Les points de débat.
  • Sont cités et recommandés par la HAS les inhibiteurs des ?-glucosidases (totalement exclus par le statement ADA-EASD) et le répaglinide malgré l’absence d’études (evidence based medicine) quant à leurs effets sur les complications du DT2.
  • Aucune distinction n’est faite par la HAS entre glibenclamide et sulfamides hypoglycémiants de seconde génération, y compris chez les sujets âgés ou insuffisants rénaux, malgré le risque hypoglycémique lié au glibenclamide.
  • L’usage du répaglinide est peu encadré malgré ses risques hypoglycémiques.
  • Malgré la fréquente intolérance digestive en bithérapie ou trithérapie, la combinaison metformine–inhibiteur des ?-glucosidases est recommandée par la HAS.
  • Pour les sujets DT2 avec cible d’HbA1c ? à 6,5 % et sans générer d’hypoglycémie, si la monothérapie ne peut y parvenir, le Statement ADA-EASD propose l’association metformine + gliptine. La HAS l’exclut.
  • Pour les sujets DT2 âgés ou insuffisants rénaux, pour la HAS la cible d’HbA1c est fixée à < 7 ou < 8 %, sans limite inférieure, source potentielle d’hypoglycémies.
  • Le choix de débuter l’insuline au coucher en priorité par la NPH ne correspond pas au Statement ADA-EASD ni à la position de la SFD. La préférence va aujourd’hui, là où on en dispose, aux analogues lents qui sont plus maniables, y compris pour les patients, et à moindre risque hypoglycémique, surtout nocturne.
  • Enfin, la présentation proposée par le Statement semble bien plus pédagogique que les algorithmes particulièrement complexes de la HAS.

 

Une recommandation basée sur l’efficience qui manque d’outils de mesure ?

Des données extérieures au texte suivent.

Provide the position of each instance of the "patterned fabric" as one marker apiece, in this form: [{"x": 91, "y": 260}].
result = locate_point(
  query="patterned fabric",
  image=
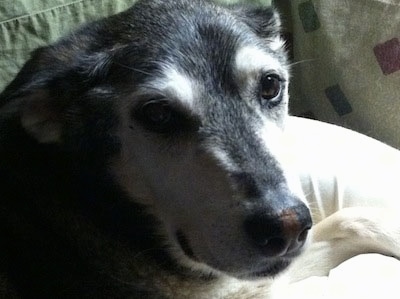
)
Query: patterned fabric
[
  {"x": 346, "y": 54},
  {"x": 347, "y": 64}
]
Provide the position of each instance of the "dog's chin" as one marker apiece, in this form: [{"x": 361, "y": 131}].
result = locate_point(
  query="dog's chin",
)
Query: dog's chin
[{"x": 270, "y": 270}]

La volonté, sur commande de la CNAM, d’établir une recommandation basée sur les coûts des stratégies se heurte, selon les auteurs eux-mêmes, à l’absence d’outils permettant de les mesurer autrement qu’en comptant le prix de vente de chaque boîte de médicament. Quid des séjours hospitaliers pour hypoglycémies sévères évités et du moindre besoin d’autosurveillance glycémique ? Au total, le Statement ADAEASD a largement inspiré la recommandation française quant aux objectifs glycémiques sur la base d’études internationales robustes. Mais les choix des moyens divergent. Ils ont été principalement mus en France par la volonté de réduire les coûts immédiats, donc l’usage des incrétines ou des insulines « analogues lents », plus que par la prudence légitime concernant tout nouveau traitement. Les vastes études à long terme qui sont actuellement menées sur des dizaines de milliers de patients DT2 avec toutes les incrétines, répondront à la question de la protection contre la microangiopathie du risque cardiovasculaire et de la sécuritéd’usage, en particulier concernant les éventuelles répercussions sur le pancréas exocrine. Les premières données sont attendues avant la fin 2013.

 

Conflits d’intérêts :

Serge Halimi déclare être engagé dans des comités d’experts sur les inhibiteurs de la DPP-4, l’insuline et l’autosurveillance glycémique, et donner des conférences rémunérées ou recevoir des invitations en tant que participant (avec prise en charge des frais afférents) à des congrès, de Boehringer Ingelheim, Bristol-Myers Squibb, Eli Lilly, Merck-Sharp & Dohme, Novo Nordisk, Roche Diagnostics et Sanofi.